How the trustee will deal with their situation is one of the biggest questions among distraught Madoff investors. Lawyers who specialize in investor litigation say Madoff clients are flooding them with calls for advice.
Some lawyers say the best strategy for these investors, at least for now, may be to lay low and not seek financial help from the Securities Investor Protection Corp, which maintains a special reserve fund to help investors and is working with the Madoff firm trustee.
"My advice so far is they should wait until more information is available," said Brian Neville, an attorney at law firm Lax & Neville LLP in New York. "Many of these people are beside themselves with this decision."
Madoff investors face a March 4 filing deadline to apply for up to $500,000 in aid from SIPC, set up by Congress to maintain a fund to help investors with accounts at brokerage firms that have failed.
SIPC President Stephen Harbeck told Reuters on Friday that staff from his group and the U.S. Securities and Exchange Commission have met to determine the best way to settle claims but that no formal decision had been made.
He said the Madoff firm trustee is poring over claims from Madoff clients and has started classifying them.
A 'ROAD MAP' TO PAST PROFITS?
At a forum on the Madoff case this week, sponsored by accounting firm Holtz Rubenstein Reminick, one woman stood and asked the assembled tax and legal experts what she had to gain by filing a claim with SIPC.

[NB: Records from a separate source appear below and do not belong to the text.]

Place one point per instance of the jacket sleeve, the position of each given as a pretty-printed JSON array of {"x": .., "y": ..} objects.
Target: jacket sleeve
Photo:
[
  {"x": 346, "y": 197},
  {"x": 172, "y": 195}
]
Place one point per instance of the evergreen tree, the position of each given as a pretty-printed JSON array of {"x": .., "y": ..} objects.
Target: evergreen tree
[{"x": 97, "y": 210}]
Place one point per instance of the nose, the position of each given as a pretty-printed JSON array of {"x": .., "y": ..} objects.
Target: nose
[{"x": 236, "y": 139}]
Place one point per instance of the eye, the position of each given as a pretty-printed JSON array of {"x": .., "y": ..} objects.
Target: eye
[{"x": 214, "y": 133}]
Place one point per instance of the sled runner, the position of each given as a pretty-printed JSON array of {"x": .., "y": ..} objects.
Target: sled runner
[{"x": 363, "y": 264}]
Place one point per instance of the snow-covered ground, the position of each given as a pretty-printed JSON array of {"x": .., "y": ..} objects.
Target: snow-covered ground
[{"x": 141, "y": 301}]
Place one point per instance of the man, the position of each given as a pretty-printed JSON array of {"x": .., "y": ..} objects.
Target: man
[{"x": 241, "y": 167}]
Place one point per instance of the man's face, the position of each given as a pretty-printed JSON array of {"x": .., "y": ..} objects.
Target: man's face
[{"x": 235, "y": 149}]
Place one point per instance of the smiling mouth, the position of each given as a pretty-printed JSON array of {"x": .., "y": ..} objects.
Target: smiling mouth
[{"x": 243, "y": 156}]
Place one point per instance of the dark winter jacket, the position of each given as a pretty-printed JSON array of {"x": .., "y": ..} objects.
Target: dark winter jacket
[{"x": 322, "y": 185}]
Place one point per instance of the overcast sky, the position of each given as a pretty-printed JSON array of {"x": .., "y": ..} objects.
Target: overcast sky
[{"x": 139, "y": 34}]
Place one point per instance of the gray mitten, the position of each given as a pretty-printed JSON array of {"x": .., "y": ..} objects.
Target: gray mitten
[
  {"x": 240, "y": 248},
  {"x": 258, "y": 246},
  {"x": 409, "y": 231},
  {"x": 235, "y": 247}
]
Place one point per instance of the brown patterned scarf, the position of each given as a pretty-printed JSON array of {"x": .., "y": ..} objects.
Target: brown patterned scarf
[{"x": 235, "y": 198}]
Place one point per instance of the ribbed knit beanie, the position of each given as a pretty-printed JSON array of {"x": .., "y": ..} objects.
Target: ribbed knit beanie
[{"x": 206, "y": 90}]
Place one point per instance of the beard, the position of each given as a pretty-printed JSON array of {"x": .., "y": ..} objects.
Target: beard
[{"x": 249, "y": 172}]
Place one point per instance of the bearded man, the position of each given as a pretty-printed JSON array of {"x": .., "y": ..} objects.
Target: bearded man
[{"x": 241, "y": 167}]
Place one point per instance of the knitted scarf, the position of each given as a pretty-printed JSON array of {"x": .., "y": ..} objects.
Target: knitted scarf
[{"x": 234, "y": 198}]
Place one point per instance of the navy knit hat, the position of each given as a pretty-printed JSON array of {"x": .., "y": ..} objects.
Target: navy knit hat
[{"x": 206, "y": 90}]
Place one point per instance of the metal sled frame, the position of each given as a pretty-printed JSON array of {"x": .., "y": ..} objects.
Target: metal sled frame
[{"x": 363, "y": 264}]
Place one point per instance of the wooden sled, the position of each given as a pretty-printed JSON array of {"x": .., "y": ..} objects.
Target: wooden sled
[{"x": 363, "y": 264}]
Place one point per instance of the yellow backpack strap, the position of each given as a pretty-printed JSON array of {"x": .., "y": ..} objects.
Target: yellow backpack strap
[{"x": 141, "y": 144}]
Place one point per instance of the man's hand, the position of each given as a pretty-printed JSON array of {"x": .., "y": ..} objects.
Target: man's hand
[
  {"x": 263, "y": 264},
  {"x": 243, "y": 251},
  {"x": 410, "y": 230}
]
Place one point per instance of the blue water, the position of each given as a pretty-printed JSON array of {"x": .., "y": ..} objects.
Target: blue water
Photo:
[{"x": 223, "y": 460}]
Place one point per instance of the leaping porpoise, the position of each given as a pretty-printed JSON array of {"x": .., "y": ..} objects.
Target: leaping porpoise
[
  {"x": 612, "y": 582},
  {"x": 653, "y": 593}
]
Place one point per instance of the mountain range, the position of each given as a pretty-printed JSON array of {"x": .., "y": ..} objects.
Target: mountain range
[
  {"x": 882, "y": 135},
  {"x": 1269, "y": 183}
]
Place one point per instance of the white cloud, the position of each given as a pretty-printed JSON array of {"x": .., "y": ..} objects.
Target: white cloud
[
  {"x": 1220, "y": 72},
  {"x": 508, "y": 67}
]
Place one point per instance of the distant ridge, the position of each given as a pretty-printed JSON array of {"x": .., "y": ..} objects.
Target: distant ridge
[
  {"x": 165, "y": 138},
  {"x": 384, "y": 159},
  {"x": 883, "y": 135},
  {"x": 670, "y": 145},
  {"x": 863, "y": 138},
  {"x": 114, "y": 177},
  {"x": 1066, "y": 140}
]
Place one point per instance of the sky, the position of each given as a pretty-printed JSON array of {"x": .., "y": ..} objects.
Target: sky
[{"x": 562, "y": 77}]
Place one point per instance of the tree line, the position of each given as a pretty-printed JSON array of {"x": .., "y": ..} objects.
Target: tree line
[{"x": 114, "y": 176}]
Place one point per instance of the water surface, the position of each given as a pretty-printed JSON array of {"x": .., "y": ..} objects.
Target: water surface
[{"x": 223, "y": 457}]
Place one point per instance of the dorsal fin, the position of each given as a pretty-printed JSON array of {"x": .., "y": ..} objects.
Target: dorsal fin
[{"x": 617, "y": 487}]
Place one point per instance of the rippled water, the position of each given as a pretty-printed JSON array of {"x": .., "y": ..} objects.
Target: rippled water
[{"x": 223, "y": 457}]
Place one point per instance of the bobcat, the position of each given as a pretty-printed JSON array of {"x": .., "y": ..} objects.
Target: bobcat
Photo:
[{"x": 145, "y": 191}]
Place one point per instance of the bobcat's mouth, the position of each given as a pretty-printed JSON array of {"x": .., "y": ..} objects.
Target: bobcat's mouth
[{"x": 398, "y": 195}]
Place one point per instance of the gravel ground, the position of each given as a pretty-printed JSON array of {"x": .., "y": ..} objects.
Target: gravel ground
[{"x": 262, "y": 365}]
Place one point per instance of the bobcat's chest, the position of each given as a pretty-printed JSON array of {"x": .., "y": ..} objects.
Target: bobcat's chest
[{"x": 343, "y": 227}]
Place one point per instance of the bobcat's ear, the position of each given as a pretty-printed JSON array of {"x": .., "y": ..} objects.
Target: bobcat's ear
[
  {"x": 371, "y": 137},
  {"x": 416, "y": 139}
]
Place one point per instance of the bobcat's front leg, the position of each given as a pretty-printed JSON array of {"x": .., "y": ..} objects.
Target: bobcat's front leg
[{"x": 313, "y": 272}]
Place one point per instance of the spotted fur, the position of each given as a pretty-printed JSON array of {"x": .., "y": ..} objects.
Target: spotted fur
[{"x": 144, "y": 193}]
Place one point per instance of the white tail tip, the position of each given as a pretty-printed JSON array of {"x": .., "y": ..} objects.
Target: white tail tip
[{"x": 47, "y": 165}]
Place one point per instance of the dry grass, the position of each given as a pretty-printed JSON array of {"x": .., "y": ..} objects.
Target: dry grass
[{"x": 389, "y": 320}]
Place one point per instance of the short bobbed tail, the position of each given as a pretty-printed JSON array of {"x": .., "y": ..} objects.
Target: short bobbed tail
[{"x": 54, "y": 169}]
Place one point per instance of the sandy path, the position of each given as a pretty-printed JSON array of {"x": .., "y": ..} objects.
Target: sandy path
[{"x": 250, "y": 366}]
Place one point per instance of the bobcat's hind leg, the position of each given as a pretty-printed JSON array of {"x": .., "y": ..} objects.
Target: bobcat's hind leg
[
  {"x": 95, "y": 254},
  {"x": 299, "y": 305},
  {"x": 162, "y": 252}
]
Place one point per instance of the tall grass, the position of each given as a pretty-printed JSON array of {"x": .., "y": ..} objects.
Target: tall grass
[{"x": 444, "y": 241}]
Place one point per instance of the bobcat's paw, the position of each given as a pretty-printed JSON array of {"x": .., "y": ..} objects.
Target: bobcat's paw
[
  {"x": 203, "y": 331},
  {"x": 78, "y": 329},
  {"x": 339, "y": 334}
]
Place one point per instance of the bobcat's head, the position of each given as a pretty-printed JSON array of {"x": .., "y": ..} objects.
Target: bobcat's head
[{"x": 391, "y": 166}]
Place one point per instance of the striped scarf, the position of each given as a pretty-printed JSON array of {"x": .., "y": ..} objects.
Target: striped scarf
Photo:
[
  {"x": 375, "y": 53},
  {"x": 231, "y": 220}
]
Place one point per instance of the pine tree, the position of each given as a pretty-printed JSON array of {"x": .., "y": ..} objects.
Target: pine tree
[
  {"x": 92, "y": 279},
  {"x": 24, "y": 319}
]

She said she had been advised by some lawyers not to bring a claim because doing so could provide "a road map" for the Madoff firm trustee as he weighs whether to bring lawsuits against investors seeking the return of their past profits.
The woman, who declined to be identified during or after the meeting, told Reuters that she had inherited her Madoff account from her late husband, who had been a long-standing client of the money manager.
Madoff was arrested last month and charged with securities fraud after authorities said he had confessed to a $50 billion Ponzi scheme, a scam in which earlier investors who withdraw money are paid with money put in by later investors.
A legal concept known as "fraudulent conveyance" presents Madoff investors with their dilemma in how to proceed with any possible claims of their own. If they pulled their money out they could be forced to return profits, or even possibly some of their initial investments, to help offset others who lost money in the purported fraud.
Neville said that many Madoff clients in jeopardy of having to return funds are senior citizens who are far from wealthy.
He said his clients include older people who have used the gains on their Madoff accounts, which they often seeded with a small original investment, to pay their living expenses. With their remaining investment now gone, some are being forced to raise cash by selling their only asset -- their homes -- in the worst housing market in years, he said.
Another legal expert, Hofstra University business law professor Ronald Colombo, said he thinks investors should not try to hide from the trustee and keep past profits a secret.
Speaking at the forum this week, he said the trustee could always seek an investor's account records through a subpoena, so in the meantime Madoff clients should at least see if they are eligible to tap into SIPC's reserve fund.